La ricerca sul Parkinson

Salute 3 settembre 2020
Un lavoro pubblicato sulla rivista scientifica Neurology: Neuroimmunology & Neuroinflammation sostiene che grazie agli esosomi, le microvescicole del plasma sanguigno, potrà essere fatta una diagnosi precoce di Parkinson, consentendo approcci terapeutici più efficaci.
La ricerca ticinese è stata svolta dai laboratori del Neurocentro dell'Ente ospedaliero cantonale (Eoc) e del Cardiocentro Ticino, direttamente coinvolti nell'offerta formativa della Facoltà di scienze biomediche dell'Università della Svizzera italiana (Usi).

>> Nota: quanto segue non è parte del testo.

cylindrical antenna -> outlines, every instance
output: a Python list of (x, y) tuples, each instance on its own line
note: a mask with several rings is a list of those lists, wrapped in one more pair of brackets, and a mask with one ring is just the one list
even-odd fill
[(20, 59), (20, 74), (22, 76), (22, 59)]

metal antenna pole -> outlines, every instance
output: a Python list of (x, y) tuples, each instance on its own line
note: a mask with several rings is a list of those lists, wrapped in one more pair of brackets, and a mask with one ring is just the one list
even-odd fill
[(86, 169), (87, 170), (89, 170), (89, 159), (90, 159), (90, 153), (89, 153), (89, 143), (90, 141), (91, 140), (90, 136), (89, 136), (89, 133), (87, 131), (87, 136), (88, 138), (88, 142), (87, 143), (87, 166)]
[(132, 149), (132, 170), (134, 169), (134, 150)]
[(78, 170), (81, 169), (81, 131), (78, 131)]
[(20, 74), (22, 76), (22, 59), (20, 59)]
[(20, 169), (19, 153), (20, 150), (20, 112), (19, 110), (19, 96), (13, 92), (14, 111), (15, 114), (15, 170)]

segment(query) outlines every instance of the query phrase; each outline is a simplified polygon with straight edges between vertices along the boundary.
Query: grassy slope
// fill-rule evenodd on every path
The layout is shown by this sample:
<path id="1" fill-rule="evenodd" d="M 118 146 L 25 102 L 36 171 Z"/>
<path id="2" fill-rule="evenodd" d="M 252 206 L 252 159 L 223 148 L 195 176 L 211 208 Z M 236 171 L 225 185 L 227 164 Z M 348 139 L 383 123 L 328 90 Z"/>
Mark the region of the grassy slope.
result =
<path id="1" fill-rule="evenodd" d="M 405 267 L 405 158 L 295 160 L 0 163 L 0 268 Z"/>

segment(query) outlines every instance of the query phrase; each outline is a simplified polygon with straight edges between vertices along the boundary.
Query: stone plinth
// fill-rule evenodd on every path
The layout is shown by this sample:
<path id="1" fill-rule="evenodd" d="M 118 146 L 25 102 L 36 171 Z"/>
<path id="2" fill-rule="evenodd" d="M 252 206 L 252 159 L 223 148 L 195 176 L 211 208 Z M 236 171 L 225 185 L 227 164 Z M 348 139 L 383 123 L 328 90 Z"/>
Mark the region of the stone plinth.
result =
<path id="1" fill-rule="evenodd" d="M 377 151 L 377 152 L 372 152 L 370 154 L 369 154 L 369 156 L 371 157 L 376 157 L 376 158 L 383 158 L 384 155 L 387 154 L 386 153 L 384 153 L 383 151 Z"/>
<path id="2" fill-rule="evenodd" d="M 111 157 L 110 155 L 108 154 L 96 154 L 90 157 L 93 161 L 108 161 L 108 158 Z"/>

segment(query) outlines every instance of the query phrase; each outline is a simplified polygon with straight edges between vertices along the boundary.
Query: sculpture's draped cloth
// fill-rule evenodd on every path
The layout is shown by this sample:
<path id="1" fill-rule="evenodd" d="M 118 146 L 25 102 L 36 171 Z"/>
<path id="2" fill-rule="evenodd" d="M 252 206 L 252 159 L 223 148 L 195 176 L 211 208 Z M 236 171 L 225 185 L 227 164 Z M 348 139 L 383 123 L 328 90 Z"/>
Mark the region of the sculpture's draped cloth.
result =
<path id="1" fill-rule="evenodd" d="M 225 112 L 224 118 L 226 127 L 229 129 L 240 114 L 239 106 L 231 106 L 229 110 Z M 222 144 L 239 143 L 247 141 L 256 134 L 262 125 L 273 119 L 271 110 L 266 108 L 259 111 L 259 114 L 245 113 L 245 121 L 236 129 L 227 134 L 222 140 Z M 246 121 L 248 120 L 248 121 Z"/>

"Al di là del valore scientifico della ricerca - sottolinea spiega Alain Kaelin, direttore medico e scientifico del Neurocentro Eoc e professore ordinario all'Usi - credo che sia importante riflettere sul valore aggiunto di una sinergia tra campi di ricerca apparentemente distanti: l'ambito neurologico e quello cardiovascolare, che tuttavia riescono a trovare sviluppi originali e molto interessanti nel confronto quotidiano e trasparente dei rispettivi lavori".